Frank Lampard, the former Chelsea player who led Chelsea on a caretaker basis until the end of the season following Potter’s sacking, has left the club.
Jesus Perez, Miguel d’Agostino, Toni Jimenez and Sebastiano Pochettino, will form part of Pochettino’s coaching staff at Stamford Bridge.
Chelsea’s co-sporting directors Laurence Stewart and Paul Winstanley, while announcing the news, said, “Mauricio’s experience, standards of excellence, leadership qualities and character will serve Chelsea Football Club well as we move forward”.
“He is a winning coach, who has worked at the highest levels, in multiple leagues and languages. His ethos, tactical approach and commitment to development all made him the exceptional candidate.”
Owners of Chelsea football club, Todd Boehly, Behdad Eghbali, Jose E. Feliciano, Mark Walter and Hansjorg Wyss also added saying, “The sporting team conducted a diligent and thoughtful process that the board is proud of. We are delighted that Mauricio will be joining Chelsea. Mauricio is a world-class coach with an outstanding track record. We are all looking forward to having him on board.”
Pochettino was the unanimous first choice of the board and the club. The club carried out an exhaustive process – but wanted to speak to the former Tottenham boss from the outset. In all discussions, it is believed Pochettino was fully on board with the structure of the club, including working with co-sporting directors Stewart and Winstanley.
Despite spending £600m in the last two transfer windows, Chelsea finished 12th in the Premier League – the first time they finished in the bottom half for 27 years. The Blues ended the season without a trophy and will not play in Europe next season.
Pochettino had been out of work since being sacked by Paris Saint-Germain last summer after 18 months in charge of the French side, having guided them to the Ligue 1 title in 2022 and the French Cup the year before.
The former Espanyol boss managed Spurs for five years from May 2014, following an 18-month spell at Southampton. Pochettino was unable to end Spurs’ long wait for a trophy but he did lead them to the 2019 Champions League final, which they lost to Liverpool.
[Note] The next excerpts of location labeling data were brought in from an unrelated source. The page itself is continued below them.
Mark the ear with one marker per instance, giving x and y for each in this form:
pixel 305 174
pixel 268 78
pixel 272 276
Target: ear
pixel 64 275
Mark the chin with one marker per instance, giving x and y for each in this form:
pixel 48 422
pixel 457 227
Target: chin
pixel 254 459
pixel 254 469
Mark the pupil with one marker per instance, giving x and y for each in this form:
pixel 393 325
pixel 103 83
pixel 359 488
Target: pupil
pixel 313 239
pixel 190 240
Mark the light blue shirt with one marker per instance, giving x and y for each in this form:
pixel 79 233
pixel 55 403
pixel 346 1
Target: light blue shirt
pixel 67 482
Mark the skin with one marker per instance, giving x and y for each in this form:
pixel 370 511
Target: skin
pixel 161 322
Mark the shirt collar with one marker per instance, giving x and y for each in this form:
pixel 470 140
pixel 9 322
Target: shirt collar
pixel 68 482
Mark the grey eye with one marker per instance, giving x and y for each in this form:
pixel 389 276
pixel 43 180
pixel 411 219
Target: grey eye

Pochettino also took Spurs to the 2015 League Cup final and to a second-place finish in the 2016/17 Premier League season, with Chelsea winning both competitions.
The Right Man to Take the Job
Pundit Gary Neville feels Pochettino is the right man to take charge on a permanent basis at Stamford Bridge given the profile of players Chelsea have signed.
“Based on what [Chelsea co-owner Todd] Boehly has said, Chelsea have done their spending for the next three years – apart from signing a centre-forward. If they appointed Zinedine Zidane, Luis Enrique or Diego Simeone, they’re going to want to have another £300m as they won’t like some of the players they’ve previously signed.
“They’d got to appoint a manager who is going to inherit and like the squad that they’ve got, a lot of them are young and I think that man is Mauricio Pochettino.”Gary Neville
While Mauricio Pochettino will no doubt be excited to return to the Premier League and Chelsea will be delighted to have secured a manager of his pedigree, there is a lot riding on the Argentine’s appointment for both parties.
Unusually for a manager whose previous Premier League stint ended with him being sacked by Tottenham nearly four years ago, Pochettino’s stock remains high in the top flight, with Spurs’ regression since his exit helping to explain why.
But while the 51-year-old is rightly praised for the work he did at Spurs, culminating in their first Champions League final in 2019, he ultimately failed to bring any long-awaited silverware to north London during his five-year spell in charge – the kind of record that won’t be tolerated at Chelsea.